Thousands of letters and diary entries from less well known women vividly document even the smallest details of their lives and shed light on the roles women played within their families, their communities, and the social and political movements of their times. In many cases, we also include the replies, from both men and women, placing the letters in their full context. Additionally, materials such as the letters and diaries of three generations of women within the same family illuminate the lives of the authors, their family history, and the evolution of one group's culture.

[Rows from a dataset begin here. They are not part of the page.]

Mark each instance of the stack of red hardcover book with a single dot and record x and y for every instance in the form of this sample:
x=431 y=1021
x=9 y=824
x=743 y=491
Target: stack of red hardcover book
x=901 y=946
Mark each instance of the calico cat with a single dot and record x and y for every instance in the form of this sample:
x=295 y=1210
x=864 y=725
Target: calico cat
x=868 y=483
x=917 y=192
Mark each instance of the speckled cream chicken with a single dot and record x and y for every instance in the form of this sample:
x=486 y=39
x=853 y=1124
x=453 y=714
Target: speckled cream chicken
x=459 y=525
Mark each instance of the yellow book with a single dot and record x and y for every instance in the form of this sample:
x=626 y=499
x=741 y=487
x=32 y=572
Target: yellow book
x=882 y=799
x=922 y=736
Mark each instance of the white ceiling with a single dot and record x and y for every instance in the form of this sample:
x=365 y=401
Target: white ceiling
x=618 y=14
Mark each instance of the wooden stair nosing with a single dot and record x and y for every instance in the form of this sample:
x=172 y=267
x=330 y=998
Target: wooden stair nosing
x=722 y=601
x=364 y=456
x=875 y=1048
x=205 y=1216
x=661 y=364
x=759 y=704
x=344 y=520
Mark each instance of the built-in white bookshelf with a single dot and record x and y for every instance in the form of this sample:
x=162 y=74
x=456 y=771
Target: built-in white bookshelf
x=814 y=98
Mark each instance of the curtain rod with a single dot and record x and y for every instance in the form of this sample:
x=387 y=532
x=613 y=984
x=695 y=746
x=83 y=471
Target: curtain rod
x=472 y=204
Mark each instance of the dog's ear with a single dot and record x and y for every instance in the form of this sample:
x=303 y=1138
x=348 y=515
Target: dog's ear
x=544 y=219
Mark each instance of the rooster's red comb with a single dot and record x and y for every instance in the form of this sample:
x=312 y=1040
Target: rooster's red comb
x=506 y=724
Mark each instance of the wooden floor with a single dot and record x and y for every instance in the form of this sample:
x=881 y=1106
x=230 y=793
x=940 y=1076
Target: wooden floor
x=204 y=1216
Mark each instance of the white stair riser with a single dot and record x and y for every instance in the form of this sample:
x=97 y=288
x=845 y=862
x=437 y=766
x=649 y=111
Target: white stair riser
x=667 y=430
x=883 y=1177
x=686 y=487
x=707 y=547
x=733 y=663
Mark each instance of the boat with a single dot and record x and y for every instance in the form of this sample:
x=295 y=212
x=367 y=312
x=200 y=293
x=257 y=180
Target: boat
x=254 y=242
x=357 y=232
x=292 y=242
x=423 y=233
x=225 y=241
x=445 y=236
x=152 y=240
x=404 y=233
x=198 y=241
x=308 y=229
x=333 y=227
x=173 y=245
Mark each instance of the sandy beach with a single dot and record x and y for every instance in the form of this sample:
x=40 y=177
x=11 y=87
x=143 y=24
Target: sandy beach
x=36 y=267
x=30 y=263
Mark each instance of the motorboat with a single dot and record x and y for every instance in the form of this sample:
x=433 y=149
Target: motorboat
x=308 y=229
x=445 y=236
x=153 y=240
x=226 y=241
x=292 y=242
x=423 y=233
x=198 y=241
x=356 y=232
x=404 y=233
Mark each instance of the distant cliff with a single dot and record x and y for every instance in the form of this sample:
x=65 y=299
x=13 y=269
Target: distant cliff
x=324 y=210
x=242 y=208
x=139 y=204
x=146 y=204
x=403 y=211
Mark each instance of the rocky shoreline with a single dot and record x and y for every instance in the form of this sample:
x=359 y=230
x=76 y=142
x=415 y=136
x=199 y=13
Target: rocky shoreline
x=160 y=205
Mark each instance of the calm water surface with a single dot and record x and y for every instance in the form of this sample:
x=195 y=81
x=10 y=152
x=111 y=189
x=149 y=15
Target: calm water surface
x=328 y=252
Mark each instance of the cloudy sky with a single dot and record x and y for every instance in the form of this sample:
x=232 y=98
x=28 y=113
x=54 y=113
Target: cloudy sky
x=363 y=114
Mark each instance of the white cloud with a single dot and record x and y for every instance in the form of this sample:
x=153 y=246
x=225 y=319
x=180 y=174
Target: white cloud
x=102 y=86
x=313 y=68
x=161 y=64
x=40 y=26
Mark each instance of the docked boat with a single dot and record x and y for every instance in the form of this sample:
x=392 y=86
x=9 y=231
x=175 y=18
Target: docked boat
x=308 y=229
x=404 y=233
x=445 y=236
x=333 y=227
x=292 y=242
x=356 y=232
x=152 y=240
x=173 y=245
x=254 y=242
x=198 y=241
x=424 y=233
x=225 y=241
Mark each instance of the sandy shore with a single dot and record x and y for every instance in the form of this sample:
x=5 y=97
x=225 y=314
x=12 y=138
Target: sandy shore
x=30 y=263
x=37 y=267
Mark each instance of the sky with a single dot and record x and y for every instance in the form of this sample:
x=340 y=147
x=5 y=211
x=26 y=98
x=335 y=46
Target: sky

The writings in Manuscript Women's Letters and Diaries are by women from New England families, but this is by no means a "New England collection." The women wrote from the many places throughout the U.S. in which they lived, traveled, worked, studied, and observed the lives and historical events around them — including John Brown's raid; the activities of the Ku Klux Klan; numerous wars; experiences in a Colorado mining camp, through Nancy Colburn Hartford's log of her time there; frontier conditions in Florida in 1830, as lived and described by Julia Ann Draper Lazelle; World War I Army training camps and the American Expeditionary Forces in France, through Lizzie Bliss Dewey's correspondence with friends in service; charitable work in the South, documented by the Chase sisters' writings of their experiences.